Almost everyone has dreamt of “being their own boss”. Why not? It means that you are in complete control of your workday, your pace, and how far your career might take you. Of course, it also means that you are going to have to take care of most of the “details” that are often managed by a few additional staff members. This applies to people in the creative industries just as much as it does to “everyday” businesses too. For the purpose of this discussion we will consider the many factors involved in freelance photography, including the administrative, sales, organizational, and marketing work that is a huge part of the creative work of the professional photographer.
Be a Professional First
Here we have just used a very significant word – professional. Yes, you want to enter the field because you are passionate about your photography, but you must understand that you need to keep a roof over your head and food on your table. This means that you must deliver the product you guaranteed at a quality that exceeds expectations, and always according to schedule. You must never adjust pricing, unless your client changes the terms, and you must always strive to give them what they need rather than what you want.
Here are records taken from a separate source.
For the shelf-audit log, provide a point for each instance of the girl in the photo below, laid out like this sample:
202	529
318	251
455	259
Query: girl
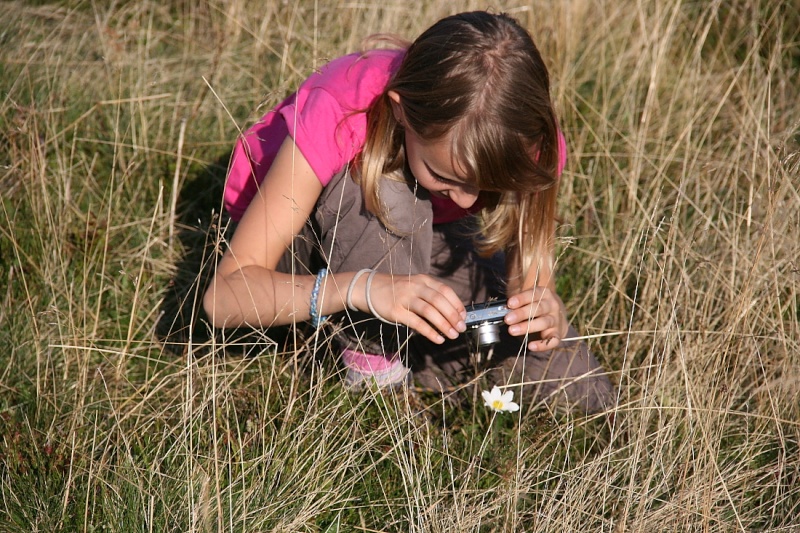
393	187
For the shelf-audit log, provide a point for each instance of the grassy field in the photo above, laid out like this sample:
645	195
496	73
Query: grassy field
679	256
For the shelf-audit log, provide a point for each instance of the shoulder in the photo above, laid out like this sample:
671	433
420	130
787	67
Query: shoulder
355	80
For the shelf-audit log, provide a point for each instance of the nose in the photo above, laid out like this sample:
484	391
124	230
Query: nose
464	198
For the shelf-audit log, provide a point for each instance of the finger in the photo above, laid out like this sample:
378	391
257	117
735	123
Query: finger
452	299
423	328
434	316
529	312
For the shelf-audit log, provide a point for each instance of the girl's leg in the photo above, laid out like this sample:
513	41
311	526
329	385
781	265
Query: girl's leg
567	375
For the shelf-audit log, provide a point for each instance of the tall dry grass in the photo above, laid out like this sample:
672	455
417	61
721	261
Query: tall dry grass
678	258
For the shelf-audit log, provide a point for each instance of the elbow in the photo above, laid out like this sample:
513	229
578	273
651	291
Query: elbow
212	305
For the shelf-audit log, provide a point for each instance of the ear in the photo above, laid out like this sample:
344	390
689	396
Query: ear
397	110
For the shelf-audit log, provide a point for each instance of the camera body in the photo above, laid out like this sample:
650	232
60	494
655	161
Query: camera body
484	321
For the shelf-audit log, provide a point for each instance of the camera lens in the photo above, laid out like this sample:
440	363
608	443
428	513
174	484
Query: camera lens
486	334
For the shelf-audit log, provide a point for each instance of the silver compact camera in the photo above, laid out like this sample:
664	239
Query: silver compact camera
484	321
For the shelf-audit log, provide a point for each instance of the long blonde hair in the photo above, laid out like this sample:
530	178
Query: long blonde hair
479	79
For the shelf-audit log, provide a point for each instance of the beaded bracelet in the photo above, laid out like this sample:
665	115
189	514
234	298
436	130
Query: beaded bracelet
369	299
352	286
317	320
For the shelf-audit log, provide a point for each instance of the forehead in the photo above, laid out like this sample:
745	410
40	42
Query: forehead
438	155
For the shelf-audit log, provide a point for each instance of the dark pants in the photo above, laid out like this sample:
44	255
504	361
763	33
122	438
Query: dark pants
346	238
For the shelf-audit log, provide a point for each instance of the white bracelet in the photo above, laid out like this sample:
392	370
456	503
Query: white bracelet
353	286
369	300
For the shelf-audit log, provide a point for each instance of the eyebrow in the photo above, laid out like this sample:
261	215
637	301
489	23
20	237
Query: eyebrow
439	176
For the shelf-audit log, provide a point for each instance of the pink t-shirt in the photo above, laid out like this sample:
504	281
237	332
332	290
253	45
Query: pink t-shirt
326	119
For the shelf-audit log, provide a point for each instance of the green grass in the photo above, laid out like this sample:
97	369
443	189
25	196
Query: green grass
121	411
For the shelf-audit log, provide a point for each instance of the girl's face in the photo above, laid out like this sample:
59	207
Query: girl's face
432	166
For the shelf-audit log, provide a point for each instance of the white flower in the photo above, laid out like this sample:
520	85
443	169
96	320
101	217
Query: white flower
500	401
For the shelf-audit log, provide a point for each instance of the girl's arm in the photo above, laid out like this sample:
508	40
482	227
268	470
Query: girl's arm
536	308
247	290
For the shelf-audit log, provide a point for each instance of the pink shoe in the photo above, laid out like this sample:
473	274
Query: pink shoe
382	370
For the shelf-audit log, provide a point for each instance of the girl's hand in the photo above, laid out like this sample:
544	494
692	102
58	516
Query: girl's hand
537	310
420	302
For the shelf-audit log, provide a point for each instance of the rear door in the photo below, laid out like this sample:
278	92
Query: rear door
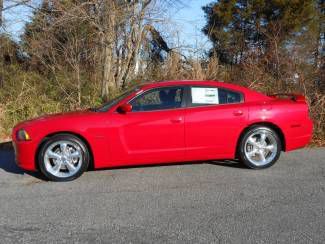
213	121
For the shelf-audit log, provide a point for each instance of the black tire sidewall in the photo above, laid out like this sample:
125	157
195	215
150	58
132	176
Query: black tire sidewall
60	137
242	155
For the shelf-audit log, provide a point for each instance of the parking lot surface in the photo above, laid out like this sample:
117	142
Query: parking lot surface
212	202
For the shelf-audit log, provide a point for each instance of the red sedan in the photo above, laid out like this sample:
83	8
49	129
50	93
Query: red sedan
161	122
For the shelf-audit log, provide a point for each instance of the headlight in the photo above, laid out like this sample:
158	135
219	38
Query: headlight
22	135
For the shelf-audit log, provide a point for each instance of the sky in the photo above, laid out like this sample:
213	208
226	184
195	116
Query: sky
186	23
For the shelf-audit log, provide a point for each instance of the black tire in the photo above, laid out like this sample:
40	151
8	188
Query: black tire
63	137
243	142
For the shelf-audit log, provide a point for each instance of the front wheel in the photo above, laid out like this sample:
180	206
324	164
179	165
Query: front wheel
63	157
260	147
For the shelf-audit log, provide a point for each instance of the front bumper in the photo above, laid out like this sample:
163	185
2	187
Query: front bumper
25	152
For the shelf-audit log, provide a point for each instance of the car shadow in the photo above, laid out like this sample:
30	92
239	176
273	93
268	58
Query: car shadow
233	163
8	164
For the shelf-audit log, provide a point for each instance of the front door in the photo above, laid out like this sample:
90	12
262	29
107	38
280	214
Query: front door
153	131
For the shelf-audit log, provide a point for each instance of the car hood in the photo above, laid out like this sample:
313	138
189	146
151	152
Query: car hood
53	118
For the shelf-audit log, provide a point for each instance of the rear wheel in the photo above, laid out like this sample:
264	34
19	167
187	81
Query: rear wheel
260	147
63	157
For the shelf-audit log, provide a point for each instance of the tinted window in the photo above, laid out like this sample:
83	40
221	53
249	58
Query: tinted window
212	95
227	96
159	99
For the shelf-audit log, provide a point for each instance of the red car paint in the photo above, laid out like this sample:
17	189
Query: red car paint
174	135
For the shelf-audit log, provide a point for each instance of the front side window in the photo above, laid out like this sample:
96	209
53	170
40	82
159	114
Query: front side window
159	99
201	96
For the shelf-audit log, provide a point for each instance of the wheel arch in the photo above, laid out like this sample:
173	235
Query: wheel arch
270	125
82	138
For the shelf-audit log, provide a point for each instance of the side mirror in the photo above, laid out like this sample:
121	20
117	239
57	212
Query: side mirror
124	108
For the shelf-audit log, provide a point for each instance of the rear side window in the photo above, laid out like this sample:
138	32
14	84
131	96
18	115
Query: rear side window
159	99
201	96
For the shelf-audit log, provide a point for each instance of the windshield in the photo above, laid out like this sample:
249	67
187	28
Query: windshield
116	100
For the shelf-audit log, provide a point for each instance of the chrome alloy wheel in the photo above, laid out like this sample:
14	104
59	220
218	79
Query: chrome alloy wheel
63	158
261	147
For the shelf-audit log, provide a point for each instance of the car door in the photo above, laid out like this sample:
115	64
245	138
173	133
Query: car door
153	131
213	122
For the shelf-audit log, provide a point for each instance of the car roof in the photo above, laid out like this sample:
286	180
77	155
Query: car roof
250	95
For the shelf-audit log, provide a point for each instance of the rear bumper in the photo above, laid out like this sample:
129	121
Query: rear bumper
299	136
25	152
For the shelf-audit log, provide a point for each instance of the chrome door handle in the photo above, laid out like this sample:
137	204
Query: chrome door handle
176	120
238	113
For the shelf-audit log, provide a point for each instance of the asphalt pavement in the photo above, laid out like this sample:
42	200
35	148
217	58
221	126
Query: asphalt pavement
212	202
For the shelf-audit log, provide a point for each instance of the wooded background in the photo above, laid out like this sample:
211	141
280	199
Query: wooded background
75	54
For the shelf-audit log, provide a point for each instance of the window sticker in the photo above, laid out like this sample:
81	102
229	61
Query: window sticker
204	95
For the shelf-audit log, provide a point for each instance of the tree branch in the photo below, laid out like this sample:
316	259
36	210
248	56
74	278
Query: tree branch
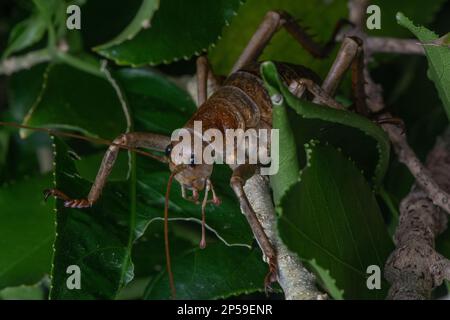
295	280
414	268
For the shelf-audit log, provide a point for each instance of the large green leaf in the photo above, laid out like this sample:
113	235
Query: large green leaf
179	29
438	59
141	20
317	15
25	34
320	117
215	272
72	99
331	216
27	232
100	239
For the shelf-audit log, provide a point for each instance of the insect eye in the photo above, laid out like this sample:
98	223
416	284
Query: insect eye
168	150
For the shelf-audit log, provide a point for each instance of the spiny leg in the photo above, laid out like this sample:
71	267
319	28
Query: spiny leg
202	80
271	23
136	140
205	79
240	175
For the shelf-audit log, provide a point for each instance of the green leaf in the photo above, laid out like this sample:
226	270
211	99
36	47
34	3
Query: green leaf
422	13
331	216
100	239
438	59
319	16
21	98
47	8
179	30
216	272
320	115
142	20
288	158
25	34
328	281
72	99
27	232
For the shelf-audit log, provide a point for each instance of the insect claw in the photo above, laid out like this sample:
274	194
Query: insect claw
47	194
78	203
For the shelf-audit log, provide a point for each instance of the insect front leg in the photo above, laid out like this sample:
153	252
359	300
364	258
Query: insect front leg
135	140
271	23
240	175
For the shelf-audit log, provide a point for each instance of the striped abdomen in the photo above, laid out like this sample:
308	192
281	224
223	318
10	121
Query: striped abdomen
242	101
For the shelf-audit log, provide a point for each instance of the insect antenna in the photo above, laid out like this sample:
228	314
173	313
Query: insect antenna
166	230
80	137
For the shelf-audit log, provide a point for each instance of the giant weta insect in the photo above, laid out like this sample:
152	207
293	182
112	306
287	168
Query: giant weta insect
241	101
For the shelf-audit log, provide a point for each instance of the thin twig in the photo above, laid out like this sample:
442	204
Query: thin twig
295	280
414	268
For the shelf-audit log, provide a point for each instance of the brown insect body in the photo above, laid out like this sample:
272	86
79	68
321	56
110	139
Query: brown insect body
242	102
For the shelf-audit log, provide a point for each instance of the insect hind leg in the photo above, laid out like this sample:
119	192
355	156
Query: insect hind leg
134	140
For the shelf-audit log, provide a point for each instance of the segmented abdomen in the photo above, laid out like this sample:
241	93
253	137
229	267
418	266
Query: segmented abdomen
242	101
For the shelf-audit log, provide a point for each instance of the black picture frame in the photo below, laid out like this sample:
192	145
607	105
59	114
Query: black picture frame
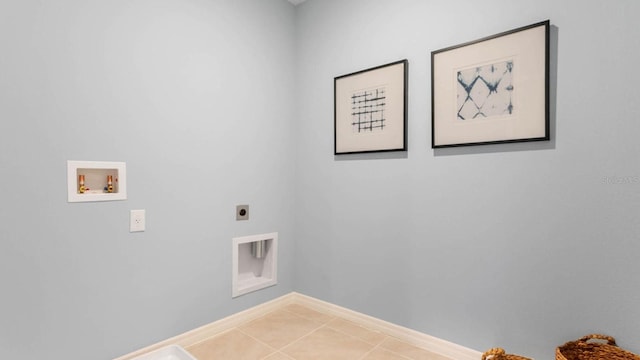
370	110
492	90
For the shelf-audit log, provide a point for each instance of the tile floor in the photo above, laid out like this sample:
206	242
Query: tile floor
296	332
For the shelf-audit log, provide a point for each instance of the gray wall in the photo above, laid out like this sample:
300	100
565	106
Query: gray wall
195	96
521	246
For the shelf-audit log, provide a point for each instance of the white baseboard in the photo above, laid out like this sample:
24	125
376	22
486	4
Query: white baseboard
421	340
206	331
427	342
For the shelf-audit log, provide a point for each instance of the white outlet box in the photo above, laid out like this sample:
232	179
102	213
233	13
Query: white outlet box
137	221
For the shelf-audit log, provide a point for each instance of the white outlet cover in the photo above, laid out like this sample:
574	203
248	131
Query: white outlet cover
137	221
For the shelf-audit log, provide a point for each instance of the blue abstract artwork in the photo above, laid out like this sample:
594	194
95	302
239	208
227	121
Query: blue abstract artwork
485	91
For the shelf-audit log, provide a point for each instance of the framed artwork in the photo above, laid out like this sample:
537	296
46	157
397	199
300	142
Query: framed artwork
492	90
370	110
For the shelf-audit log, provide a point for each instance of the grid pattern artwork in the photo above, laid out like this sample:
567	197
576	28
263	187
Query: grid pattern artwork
368	110
485	91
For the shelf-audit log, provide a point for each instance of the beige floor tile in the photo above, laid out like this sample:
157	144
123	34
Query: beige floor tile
309	313
279	328
353	329
326	343
278	356
230	345
410	351
381	354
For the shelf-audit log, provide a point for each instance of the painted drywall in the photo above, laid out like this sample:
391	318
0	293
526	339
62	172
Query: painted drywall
523	246
195	96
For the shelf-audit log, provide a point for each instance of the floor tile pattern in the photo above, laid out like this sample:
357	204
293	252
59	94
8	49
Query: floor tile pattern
296	332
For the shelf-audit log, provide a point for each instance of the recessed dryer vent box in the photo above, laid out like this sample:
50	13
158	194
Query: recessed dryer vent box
96	181
254	263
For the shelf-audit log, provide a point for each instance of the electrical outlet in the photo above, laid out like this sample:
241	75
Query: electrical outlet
242	212
137	221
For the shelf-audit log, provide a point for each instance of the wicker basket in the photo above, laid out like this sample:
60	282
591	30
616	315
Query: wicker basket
499	354
585	349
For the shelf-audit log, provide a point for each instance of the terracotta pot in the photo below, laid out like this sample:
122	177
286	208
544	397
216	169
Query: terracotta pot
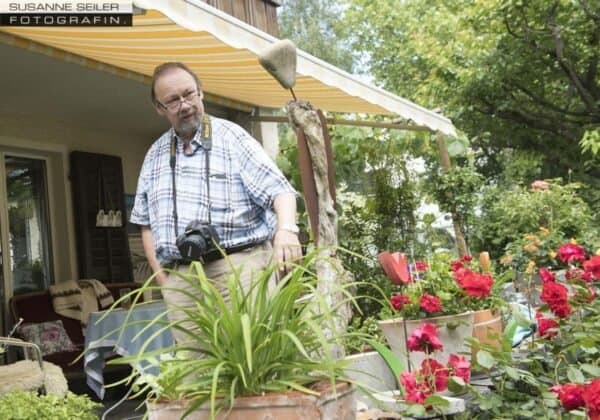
293	405
486	324
453	329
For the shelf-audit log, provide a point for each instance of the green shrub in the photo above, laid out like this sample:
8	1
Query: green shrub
22	405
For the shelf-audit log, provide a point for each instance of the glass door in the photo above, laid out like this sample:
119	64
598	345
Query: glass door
28	251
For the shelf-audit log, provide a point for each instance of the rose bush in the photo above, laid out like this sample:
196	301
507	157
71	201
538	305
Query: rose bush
439	286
This last point is a particularly difficult one for many start-up freelance photographers. Understand that it is entirely acceptable to have your own vision or style, but a huge majority of the work you will do as a freelance agent will be for individual clients, and these clients are always going to have visions of their own. Work to give them what they need, at an extremely competitive price and at the quality you demand of yourself, and you are sure to succeed.
Defining the World of the Freelance
Before going any farther, however, we may want to take a moment to understand exactly what it means to be a freelance photographer. First of all, you are going to be considered “self-employed” and this means you must establish yourself as a legally operating business entity. Often this is done under the official heading of “sole proprietorship”. You will need to research the business and tax codes in your specific state or region to understand exactly how you need to get formally organized (usually this means getting a Tax ID and registering with your Secretary of the State or local business office). Don’t skip these steps because they will allow you to enjoy tax deductions and will keep you in line with official government agencies and local business organizations too.
This means that you will have to plan ahead, participate in the business around the clock, and remain extremely organized if you want to work for yourself in the field of photography. Fundamentally, you must realize that as a freelance agent you will have to “wear many hats” and this means you are going to be a business professional just as often as a creative artist – if not more so. Some freelance photographers admit that only 25% to 30% of their workday goes to the actual photography and that the rest is bookkeeping, promotion, management and sales.
Selling Your Work
How do you sell freelance work? The modern world of the Internet makes it possible for you to live in almost any location and still sell your work all around the world. Consider that you can sell:
Via your own website – this will allow you to post galleries of work that can be sold as downloadable files or even as high-quality prints. You could use self-publishing sites to make your own books and calendars too (many savvy photographers travel around their local area and make annual calendars of regional photographs by this approach). A website is also a great way to promote your specialization as well. Whether you are a wedding photographer, photojournalist, travel specialist, or someone who prefers portraiture you should continually update galleries of your work to show potential clients what you have to offer them;
Through stock websites – many freelance photographers eventually establish a very steady and consistent stream of income through these sites which allow all kinds of people to purchase and download copyright-free photographs. Consider that many advertising agencies, publishing firms, graphic designers, and even large corporations use stock imagery on a daily basis. This means it is a fantastic way to get your proverbial foot in the door and to develop an ongoing audience; and
Through networking – don’t think that you are crossing some line when you promote your work through such things as a Twitter or Facebook account, because this is currently one of the most financially viable ways to market any type of business.
Lastly, there are many successful professionals in all kinds of industries who speak about the value of realistic expectations. This applies quite strongly to freelance photography because you can only meet your goals by approaching them with a realistic attitude. It will take time to develop the tools you need to get more and more clients, but if you really want to reach this goal you need only set your mind to it.